Of course, there'd always be need of doctors. There'd always be damn fools smashing up their
cars and shooting one another and getting fishhooks in their hands and falling out of trees. And
there'd always be the babies.
He rocked gently to and fro and thought of all the babies and how some of them had grown until
they were men and women now and had babies of their own. And he thought of Martha Anderson,
Janet's closest friend, and he thought of old Con Gilbert, as ornery an old shikepoke as ever
walked the earth, and tight with money, too. He chuckled a bit wryly, thinking of all the money
Con Gilbert finally owed him, never having paid a bill in his entire life.
But that was the way it went. There were some who paid and others who made no pretense of
paying, and that was why he and Janet lived in this old house and he drove a five-year car and
Janet had worn the selfsame dress to church the blessed winter long.

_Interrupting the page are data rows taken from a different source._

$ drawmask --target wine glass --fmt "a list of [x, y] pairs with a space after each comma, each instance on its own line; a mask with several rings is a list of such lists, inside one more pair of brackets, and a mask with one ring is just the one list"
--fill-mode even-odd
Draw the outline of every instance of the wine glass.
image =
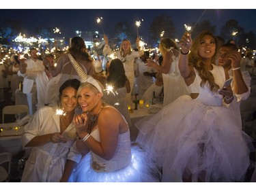
[[15, 114], [15, 118], [16, 118], [16, 122], [18, 124], [19, 122], [20, 121], [20, 114]]

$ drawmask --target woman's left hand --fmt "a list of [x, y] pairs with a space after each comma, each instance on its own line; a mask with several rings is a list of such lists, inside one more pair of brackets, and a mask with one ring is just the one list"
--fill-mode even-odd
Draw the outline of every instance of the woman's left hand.
[[85, 133], [87, 133], [88, 116], [86, 114], [77, 115], [74, 118], [74, 124], [76, 126], [77, 134], [80, 137], [83, 137]]
[[219, 89], [218, 92], [227, 99], [231, 98], [233, 96], [233, 91], [231, 86], [223, 87], [223, 88]]

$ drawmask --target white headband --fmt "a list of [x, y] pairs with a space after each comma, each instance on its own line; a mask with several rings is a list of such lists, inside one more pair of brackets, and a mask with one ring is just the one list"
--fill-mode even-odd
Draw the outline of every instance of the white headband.
[[95, 80], [94, 77], [92, 77], [91, 75], [87, 75], [87, 73], [85, 72], [85, 71], [83, 69], [81, 65], [77, 63], [77, 61], [71, 55], [71, 54], [68, 53], [68, 56], [74, 69], [76, 71], [78, 75], [79, 75], [81, 78], [81, 83], [85, 83], [85, 82], [89, 83], [92, 84], [93, 86], [94, 86], [100, 92], [102, 93], [102, 88], [100, 86], [99, 82], [96, 80]]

Although it made no difference, really, once one considered it. For the important pay was not
in cash.
There were those who paid and those who didn't pay. And there were those who lived and the
other ones who died, no matter what you did. There was hope for some and the ones who had no hope -
and some of these you told and there were others that you didn't.
But it was different now.
And it all had started right here in this little town of Millville - not much more than a year
ago.
Sitting in the dark, with the lilac scent and the white blush of the bridal wreath and the
muted sounds of children clasping to themselves the last minutes of their play, he remembered it.
It was almost 8:30 and he could hear Martha Anderson in the outer office talking to Miss Lane
and she, he knew, had been the last of them.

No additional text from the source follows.